В. В. Берви-Флеровский, писавший под псевдонимом С. Навалихин, утверждал: «Читая военные сцены романа, постоянно кажется, что ограниченный, но речистый унтер-офицер рассказывает о своих впечатлениях в глухой и наивной деревне». Князя Андрея критик аттестует как «цивилизованного бушмена» (Болконский «туп и ограничен»), а Николая Ростова — как «бушмена цивилизованного» (Дело. 1868. № 6. Отд. II. С. 25, 22, 24).

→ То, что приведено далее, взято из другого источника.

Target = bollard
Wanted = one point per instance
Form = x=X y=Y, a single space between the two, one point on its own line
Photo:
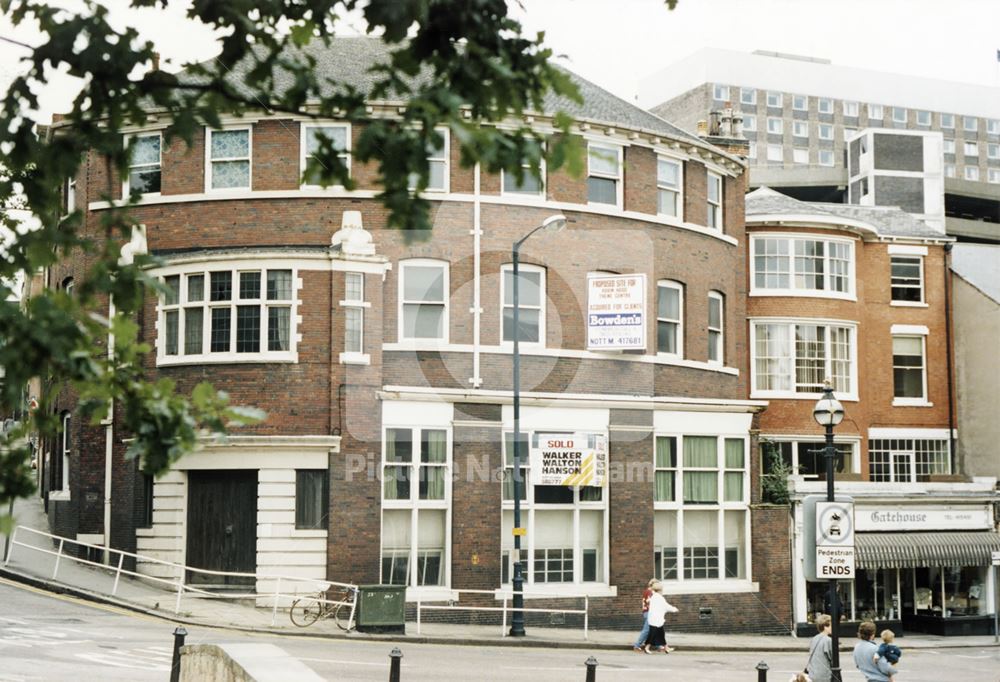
x=175 y=667
x=394 y=658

В радикальной сатирической «Искре» печатались рисунки-карикатуры на героев романа с подписями гекзаметром — стихом античных героических поэм. Например, такая: «Гости уж все собрались — и на блюде горячем / Виконт де Мортмарт был предложен. / Не бойтесь, детки, кушать его ведь не будут. / Это сравненье — в эстетической сказке своей эстетике дань отдаю я».

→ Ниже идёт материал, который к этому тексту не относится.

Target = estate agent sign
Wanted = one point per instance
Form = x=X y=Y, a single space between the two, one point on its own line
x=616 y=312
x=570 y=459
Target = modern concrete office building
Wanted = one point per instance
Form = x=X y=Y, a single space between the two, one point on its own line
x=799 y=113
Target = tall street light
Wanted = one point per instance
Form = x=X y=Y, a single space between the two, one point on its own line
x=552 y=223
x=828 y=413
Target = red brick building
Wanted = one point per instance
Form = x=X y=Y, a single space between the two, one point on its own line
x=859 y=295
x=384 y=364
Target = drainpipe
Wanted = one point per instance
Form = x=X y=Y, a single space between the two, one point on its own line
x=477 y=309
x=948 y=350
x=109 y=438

Голоса из правого лагеря были также, по большей части, враждебными: «в романе собраны только все скандальные анекдоты военного времени той эпохи» (Норов А. С. Война и мир (1805—1812) с исторической точки зрения и по воспоминаниям совпременников. СПб., 1868. С. 2); «это уже не скептицизм, а чисто нравственно-литературный материализм. Безбожие опустошает небо и будущую жизнь. Историческое вольнодумство и неверие опустошают землю и жизнь и настоящего отрицанием событий минувшего и отрешением народных личностей <…> В упомянутой книге трудно решить и даже догадываться, где кончается история и где начинается роман, и обратно. Это переплетение, или, скорее, перепутывание истории и романа, без сомнения, вредит первой и окончательно, перед судом здравой и беспристрастной критики, не возвышает истинного достоинства последнего, т. е. романа» (Вяземский П. А. Воспоминания о 1812 годе // Русский архив. 1869. № 1. С. 186—187).

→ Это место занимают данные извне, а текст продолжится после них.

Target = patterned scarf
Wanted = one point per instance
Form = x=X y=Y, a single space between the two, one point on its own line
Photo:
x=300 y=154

И Норов, и Вяземский уличали автора «Войны и мира» в сознательном искажении истории, в клевете на нее.

Критики, отрешившиеся от идеологического приговора и выделившие основные художественные особенности романа (П. В. Анненков, Н. И. Соловьев), оценили их скорее как недостатки, чем как достоинства: ведь «Война и мир» разительно не соответствовала канону исторического романа.

Цикл статей Н. Н. Страхова, действительно, отчетливо выделяется на этом фоне.

Впрочем, кажется, и он в полной мере не разглядел и не оценил грандиозное словесное здание воздвигнутое Толстым. Банальное речение «Большое видится на расстоянии» в случае с «Войной и миром» как нельзя более уместно.